Genest et al. (1991) introduced the term 'familial hyperhomocysteinemia.' Hyperhomocysteinemia is sometimes written as hyperhomocyst(e)inemia to emphasize the pathogenetic significance of the sulfhydryl homocysteine as opposed to the disulfide homocystine.

Mudd and Levy (1995) urged use of the term hyperhomocyst(e)inemia to describe the composite of homocysteine-derived moieties usually measured in the plasma in either sulfhydryl or disulfide form, since in speech it is difficult to distinguish 'homocyst(e)ine' from 'homocysteine.' They suggested that an alternative useful in communicating orally is to substitute 'total Hcy' for homocyst(e)ine, spelling out the 'Hcy.' The term 'homocyst(e)ine' with parentheses around the 'e' in the middle of the word is used to define the combined pool of homocysteine, homocystine, mixed disulfides involving homocysteine, and homocysteine thiolactone found in the plasma of patients with hyperhomocyst(e)inemia.

Animal Model

Nishinaga et al. (1993) presented results from experiments in cultured porcine aortic endothelial cells suggesting that inhibited expression of anticoagulant heparan sulfate may contribute to the thrombogenic property resulting from the homocysteine-induced endothelial cell perturbation.
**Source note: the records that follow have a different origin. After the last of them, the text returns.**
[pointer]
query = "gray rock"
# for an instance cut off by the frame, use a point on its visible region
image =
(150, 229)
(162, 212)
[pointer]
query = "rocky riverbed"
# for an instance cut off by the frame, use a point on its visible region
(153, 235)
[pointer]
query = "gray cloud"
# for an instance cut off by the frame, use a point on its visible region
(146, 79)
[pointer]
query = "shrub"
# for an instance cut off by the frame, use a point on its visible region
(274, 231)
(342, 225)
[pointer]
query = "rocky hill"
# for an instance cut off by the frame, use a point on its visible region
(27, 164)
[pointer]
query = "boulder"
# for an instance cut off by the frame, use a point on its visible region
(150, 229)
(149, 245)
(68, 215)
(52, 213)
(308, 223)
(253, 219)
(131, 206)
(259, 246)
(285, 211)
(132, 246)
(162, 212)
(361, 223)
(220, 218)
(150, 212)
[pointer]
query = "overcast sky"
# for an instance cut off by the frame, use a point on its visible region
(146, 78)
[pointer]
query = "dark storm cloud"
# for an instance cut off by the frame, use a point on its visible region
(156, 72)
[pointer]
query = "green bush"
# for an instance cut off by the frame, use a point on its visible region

To investigate the mechanism whereby folate supplementation protects against heart and neural tube defects, Rosenquist et al. (1996) tested the effects of homocysteine on chick embryos and the effect of added folate. The hypothesis was that homocysteine may be the teratogenic agent, since serum homocysteine increases in folate depletion. Of embryos treated with homocysteine or homocysteine thiolactone, 27% showed neural tube defects. A high frequency of ventricular septal defects and neural tube defects was observed. Also, a ventral closure defect was found in a high percentage of day 9 embryos. The teratogenic dose was shown to raise serum homocysteine to over 150 nmol/ml, compared with a normal level of about 10 nmol/ml. Folate supplementation kept the rise in serum homocysteine to approximately 45 nmol/ml and prevented the teratogenic effect. Rosenquist et al. (1996) concluded that homocysteine per se causes dysmorphogenesis of the heart and neural tube, as well as of the ventral wall.
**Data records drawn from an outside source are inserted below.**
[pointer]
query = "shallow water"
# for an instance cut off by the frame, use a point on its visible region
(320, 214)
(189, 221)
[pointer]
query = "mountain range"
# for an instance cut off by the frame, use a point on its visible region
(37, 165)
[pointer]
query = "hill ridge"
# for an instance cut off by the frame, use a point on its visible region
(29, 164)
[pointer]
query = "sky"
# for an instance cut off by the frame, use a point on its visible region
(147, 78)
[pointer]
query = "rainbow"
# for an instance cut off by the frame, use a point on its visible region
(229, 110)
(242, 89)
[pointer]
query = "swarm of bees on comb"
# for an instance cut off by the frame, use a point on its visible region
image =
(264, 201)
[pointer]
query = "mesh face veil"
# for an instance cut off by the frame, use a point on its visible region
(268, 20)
To investigate the in vivo pathogenetic mechanisms of MTHFR deficiency (236250), Chen et al. (2001) generated Mthfr knockout mice. Plasma total homocysteine levels in heterozygous and homozygous knockout mice were 1.6- and 10-fold higher than those in wildtype littermates, respectively. Both heterozygous and homozygous knockouts had either significantly decreased S-adenosylmethionine levels or significantly increased S-adenosylhomocysteine levels, or both, with global DNA hypomethylation. The heterozygous knockout mice appeared normal, whereas the homozygotes were smaller and showed developmental retardation with cerebellar pathology. Abnormal lipid deposition in the proximal portion of the aorta was observed in older heterozygotes and homozygotes, alluding to an atherogenic effect of hyperhomocysteinemia in these mice.

Troen et al. (2008) found that feeding male C57BL6/J mice a B-vitamin-deficient diet for 10 weeks induced hyperhomocysteinemia, significantly impaired spatial learning and memory, and caused a significant rarefaction of hippocampal microvasculature without concomitant gliosis and neurodegeneration. There was also a decrease in brain microglia. Total hippocampal capillary length was inversely correlated with Morris water maze escape latencies and with plasma total homocysteine. Feeding mice a methionine-rich diet produced similar but less pronounced effects. The findings suggested that cerebral microvascular rarefaction can cause cognitive dysfunction in the absence of or preceding neurodegeneration. Similar microvascular changes may mediate the association of hyperhomocysteinemia with human age-related cognitive decline.